Given the nature of their function, management board members take key business decisions. They have access to confidential information, including trade secrets whose disclosure or misuse could expose the company to a loss.
The risk connected with management board members’ adoption of an erroneous business decision is most often limited through implementation of appropriate mechanisms in the company’s articles of association or management board bylaws. Some restrictions, such as the need to obtain the consent of the shareholders’ meeting to sell the company’s enterprise, or the ban on pursuing competing activity without the company’s consent, are expressly provided for by law. Requiring joint representation may also serve as a brake preventing management board members from taking rash decisions for the company.
A company sometimes will decide to introduce contractual provisions to secure the company’s potential claims against members of its management board. The solution most often encountered in practice is security in the form of a contractual penalty. But the possibility and scope of application of contractual penalties depends on the type of legal relationship in place between the company and the management board member.
Contractual penalty in the case of an employment contract
Current law leaves no doubt that management board members can be hired under an employment contract. If the parties choose an employment contract as the basis for hiring a management board member, this carries all the related consequences, also including the limited ability to secure claims the company may have against the management board member.
Provisions of labour law practically exclude the possibility of imposing security for the employer’s potential claims against the employee for improper performance of employment duties. The Supreme Court of Poland takes the position that the Labour Code (Art. 114–127) almost exhaustively regulates the grounds and rules for liability for material injury caused to the employer by the employee, and does not provide in this respect for security for employment claims.
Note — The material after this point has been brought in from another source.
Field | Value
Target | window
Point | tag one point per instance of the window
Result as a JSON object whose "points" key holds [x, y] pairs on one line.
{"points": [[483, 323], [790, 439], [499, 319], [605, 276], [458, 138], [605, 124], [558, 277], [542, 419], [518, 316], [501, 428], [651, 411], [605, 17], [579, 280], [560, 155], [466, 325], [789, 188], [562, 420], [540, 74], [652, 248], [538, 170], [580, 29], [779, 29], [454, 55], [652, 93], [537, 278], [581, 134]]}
It is recognised that security for claims by the company against an employee is contrary to principles of labour law and thus impermissible.
The cases handed down by the Supreme Court have thus consistently denied the possibility of reserving a contractual penalty in an employment contract in the event of non-performance or improper performance of employment duties.
Security for claims for non-performance or improper performance by a management board member of an obligation to the company after the end of the employment relationship falls into a separate category. In practice, this primarily has to do with situations connected with the management board member’s violation of the duty to refrain from competitive activity after termination of employment, as well as the duty to maintain the confidentiality of the company’s affairs. In this respect, the rulings from the courts uniformly allow for inclusion of a contractual penalty in case the employee violates these obligations.
But when concluding a non-competition agreement for the period following the end of the employment relationship, the parties should take care that the contractual penalty provided in the event of the former employee’s breach of a non-competition agreement not be inflated. The contractual penalty which the employer is entitled to enforce against the former employee for infringing a ban on competition should not be grossly higher than the compensation payable to the management board member for refraining from competitive activity. Including a grossly overstated contractual penalty in the non-competition agreement, followed by a demand for payment of such an inflated amount, may give rise to a dispute between the company and the management board member and lead to a demand by the employee to reduce the penalty under Art. 484 §2 of the Civil Code in connection with Art. 300 of the Labour Code.
It is essential to note in this respect that pursuing damages exceeding the amount of the contractual penalty is permissible only when the parties have provided for this possibility.
Contractual penalty in a managerial contract
However, the restrictions on securing claims do not apply to a situation where the management board member has a managerial contract with the company. A managerial contract is a civil contract, not an employment contract, and thus is subject to the general regulations on contractual obligations. Therefore, when concluding a managerial contract, the parties may arrange the legal relations between them within their discretion, in accordance with the principle of freedom of contract. This also applies to the possibility of providing for a contractual penalty.
The validity of a contractual penalty provided for in a managerial contract is evaluated under general rules: in terms of compliance with regulations of law, the nature of the legal relationship, and principles of social policy (Civil Code Art. 3531).
The possibility of providing for a contractual penalty in a managerial contract does not raise doubts. Significantly, reserving a contractual penalty for breach of a management board member’s obligations should be recognised as admissible both during the term of the managerial contract and after the contract term ends. Such solutions are also commonly applied in practice.
Although a managerial contract offers greater freedom and flexibility in defining the rights and obligations of the parties, including the use of contractual penalties, it should be borne in mind that if the stated penalty is grossly inflated, the management board member will be entitled to seek a reduction of the penalty.